# shimano stradic 2500fh bail problem- help.



## beachcaster (Nov 8, 2002)

Just put new power pro 8lb on reel and when I cast for little distance for trout the bail would trip snapping off my lures. I made 30-40 casts and lost 6 lures to this problem. The stadic 2500 is right out of the box, used for the first time. The bad thing is I got it with gift cards in Jan. but didnt spool it up until now and I dont have the receipt anymore. Anyway, any suggestions that may cause this problem would be appreciated.


----------



## ELE4Fish (Jan 8, 2007)

look at your guids on your rod they might have a grove in them from the power pro had that problem from carp fishing


----------



## AtlantaKing (Jul 7, 2002)

beachcaster: You may need to take apart the bail trip mechanism to see if you can disable the autotrip (the thing that closes the bail when you start reeling) so it becomes a manual bail. I'm not familiar with Shimanos so I hope someone else will chime in about how to do it. 
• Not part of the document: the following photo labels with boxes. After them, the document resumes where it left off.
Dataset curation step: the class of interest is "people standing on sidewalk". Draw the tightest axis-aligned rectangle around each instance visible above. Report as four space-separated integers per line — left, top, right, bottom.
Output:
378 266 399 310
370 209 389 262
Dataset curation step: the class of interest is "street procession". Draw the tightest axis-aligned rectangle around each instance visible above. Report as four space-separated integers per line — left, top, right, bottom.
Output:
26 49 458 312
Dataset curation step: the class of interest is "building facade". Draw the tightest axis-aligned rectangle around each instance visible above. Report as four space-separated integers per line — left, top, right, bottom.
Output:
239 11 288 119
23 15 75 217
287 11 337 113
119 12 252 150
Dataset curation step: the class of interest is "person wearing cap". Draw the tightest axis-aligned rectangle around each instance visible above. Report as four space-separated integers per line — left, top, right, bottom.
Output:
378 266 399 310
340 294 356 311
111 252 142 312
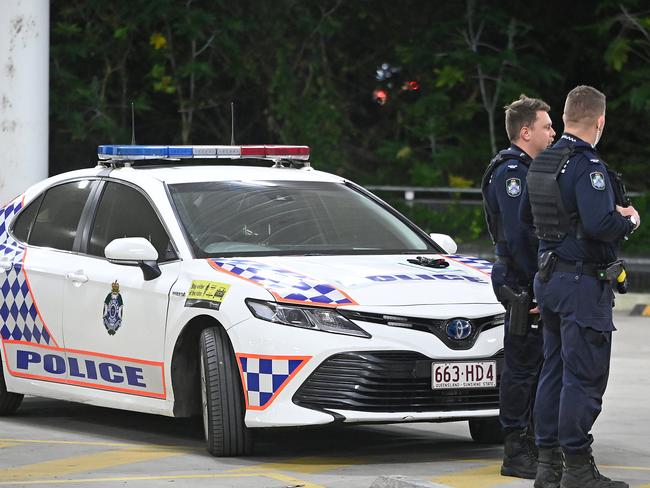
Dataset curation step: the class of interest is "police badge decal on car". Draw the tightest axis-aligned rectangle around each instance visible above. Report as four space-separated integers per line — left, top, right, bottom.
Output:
104 280 124 335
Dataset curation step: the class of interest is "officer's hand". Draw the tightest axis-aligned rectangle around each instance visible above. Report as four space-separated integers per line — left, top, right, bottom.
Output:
616 205 641 230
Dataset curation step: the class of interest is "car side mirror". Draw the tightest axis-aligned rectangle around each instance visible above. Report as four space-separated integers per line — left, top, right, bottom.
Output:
429 233 458 254
104 237 162 281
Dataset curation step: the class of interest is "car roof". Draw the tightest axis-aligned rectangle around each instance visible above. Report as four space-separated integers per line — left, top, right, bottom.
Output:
126 165 345 184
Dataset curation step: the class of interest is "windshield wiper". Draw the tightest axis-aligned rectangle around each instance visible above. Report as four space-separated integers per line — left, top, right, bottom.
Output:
407 256 449 268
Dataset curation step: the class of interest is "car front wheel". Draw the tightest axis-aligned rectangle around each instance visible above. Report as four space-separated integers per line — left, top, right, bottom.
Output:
200 327 253 456
0 357 23 415
469 417 503 444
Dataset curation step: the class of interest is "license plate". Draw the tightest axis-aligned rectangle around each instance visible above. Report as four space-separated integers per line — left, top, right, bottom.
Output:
431 361 497 390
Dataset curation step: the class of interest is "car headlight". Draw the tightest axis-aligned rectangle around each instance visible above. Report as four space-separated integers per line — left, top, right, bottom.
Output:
246 298 372 338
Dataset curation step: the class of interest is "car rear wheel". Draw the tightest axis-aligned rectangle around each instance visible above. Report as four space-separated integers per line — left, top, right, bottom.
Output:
200 327 253 456
469 417 503 444
0 357 23 415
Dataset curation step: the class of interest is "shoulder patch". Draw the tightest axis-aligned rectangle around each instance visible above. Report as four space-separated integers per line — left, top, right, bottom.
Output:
589 171 605 190
506 178 521 198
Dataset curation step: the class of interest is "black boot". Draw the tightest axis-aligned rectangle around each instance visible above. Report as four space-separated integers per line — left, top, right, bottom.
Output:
560 454 630 488
534 447 562 488
501 430 537 480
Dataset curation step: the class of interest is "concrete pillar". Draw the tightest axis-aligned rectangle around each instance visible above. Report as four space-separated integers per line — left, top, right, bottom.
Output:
0 0 50 205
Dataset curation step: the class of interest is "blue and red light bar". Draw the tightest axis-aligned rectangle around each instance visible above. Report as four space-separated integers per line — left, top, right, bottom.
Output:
97 145 309 161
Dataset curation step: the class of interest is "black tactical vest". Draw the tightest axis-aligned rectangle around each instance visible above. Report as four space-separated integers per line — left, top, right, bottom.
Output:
526 146 587 242
481 149 530 244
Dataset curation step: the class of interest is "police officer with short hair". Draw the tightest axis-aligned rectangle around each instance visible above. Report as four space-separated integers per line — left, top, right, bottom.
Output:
481 95 555 479
522 86 640 488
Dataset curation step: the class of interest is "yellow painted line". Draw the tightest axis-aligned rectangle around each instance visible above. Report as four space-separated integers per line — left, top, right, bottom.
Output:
266 473 325 488
0 473 325 488
431 462 520 488
0 448 185 484
228 457 362 474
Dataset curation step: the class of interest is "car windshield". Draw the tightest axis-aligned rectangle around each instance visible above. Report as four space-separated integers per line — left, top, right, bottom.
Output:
169 181 440 257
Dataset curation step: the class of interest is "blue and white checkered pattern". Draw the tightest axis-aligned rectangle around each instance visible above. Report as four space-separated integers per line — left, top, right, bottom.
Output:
0 197 51 344
239 355 306 409
211 259 356 305
448 254 494 274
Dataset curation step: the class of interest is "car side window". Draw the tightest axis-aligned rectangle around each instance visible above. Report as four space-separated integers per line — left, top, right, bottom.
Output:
27 180 93 251
87 182 176 261
13 195 43 242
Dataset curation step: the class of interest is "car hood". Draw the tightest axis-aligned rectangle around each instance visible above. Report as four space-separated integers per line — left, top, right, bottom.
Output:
209 255 497 307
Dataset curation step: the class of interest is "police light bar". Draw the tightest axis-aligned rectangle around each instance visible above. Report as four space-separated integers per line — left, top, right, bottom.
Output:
97 145 309 161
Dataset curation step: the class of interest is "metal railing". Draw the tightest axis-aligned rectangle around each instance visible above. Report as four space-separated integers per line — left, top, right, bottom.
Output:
365 185 643 205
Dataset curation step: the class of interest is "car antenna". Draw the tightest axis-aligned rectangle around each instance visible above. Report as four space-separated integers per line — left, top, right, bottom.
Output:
131 102 135 146
230 102 235 146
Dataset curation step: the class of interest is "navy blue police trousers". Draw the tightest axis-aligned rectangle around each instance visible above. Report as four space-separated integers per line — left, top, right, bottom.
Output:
492 261 543 435
534 272 614 455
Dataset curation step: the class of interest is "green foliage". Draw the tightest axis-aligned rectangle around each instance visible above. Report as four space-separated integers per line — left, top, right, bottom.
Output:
50 0 650 252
ELE4Fish: it's not his guides, it the bail tripping when he's casting due to the rotation of the handle during the cast.


----------



## ELE4Fish (Jan 8, 2007)

i didnt think about that it has on happend to me a couple of times 
only when i try to cast extremly hard


----------



## Rockstar (Jun 23, 2004)

I have had this issue with a few spinners. Most of the time, if you open the bail, and rotate it to the trip point (the point where the reel turns the bail over) before you make you cast, it shouldn't close on you. It is a pain in the ass but you'll get into the habit of it.


----------



## beachcaster (Nov 8, 2002)

I know it wasnt the guides since the reel was on a new star rod also. Ill give turning the bail a try saturday. I wish I had the receipt Id send it in to be replaced. I shouldnt have to deal with a reel that cost $120 brand new like that. I emailed them with the issue so maybe Ill call also. If I dont get good results I hope your suggestion works, its about lesner bridge trout time !


----------



## Young angler (May 30, 2006)

*bail problem*

I have 2 4000 stratics and 1 2500 all were bought new. Two of them the bail fliped back to soon like you talked about. The solution is to always flip the bail from top to bottom. this takes some getting use to but it works great.


----------



## beachcaster (Nov 8, 2002)

I emailed shimano with the issue and they said to send it to them and they would fix it under warranty. Ill do that first but if it continues when I get it back Ill follow your advice. If thats the way the reels do then Ill get use to it like you said, thanks for the help.


----------



## derekxec (Apr 26, 2006)

make it manual pick up....thats how my van staal is and its sooooo much better and easy to get used to


----------



## hic-lock (Jun 27, 2001)

derekxec, you talken 'bout cutting the bail off?


----------



## Digger (Jan 4, 2000)

Listen to fishbox!!!


----------



## Rockstar (Jun 23, 2004)

Funny... I have had no issues with my Saharas... I have two 4000's and a 2500.


----------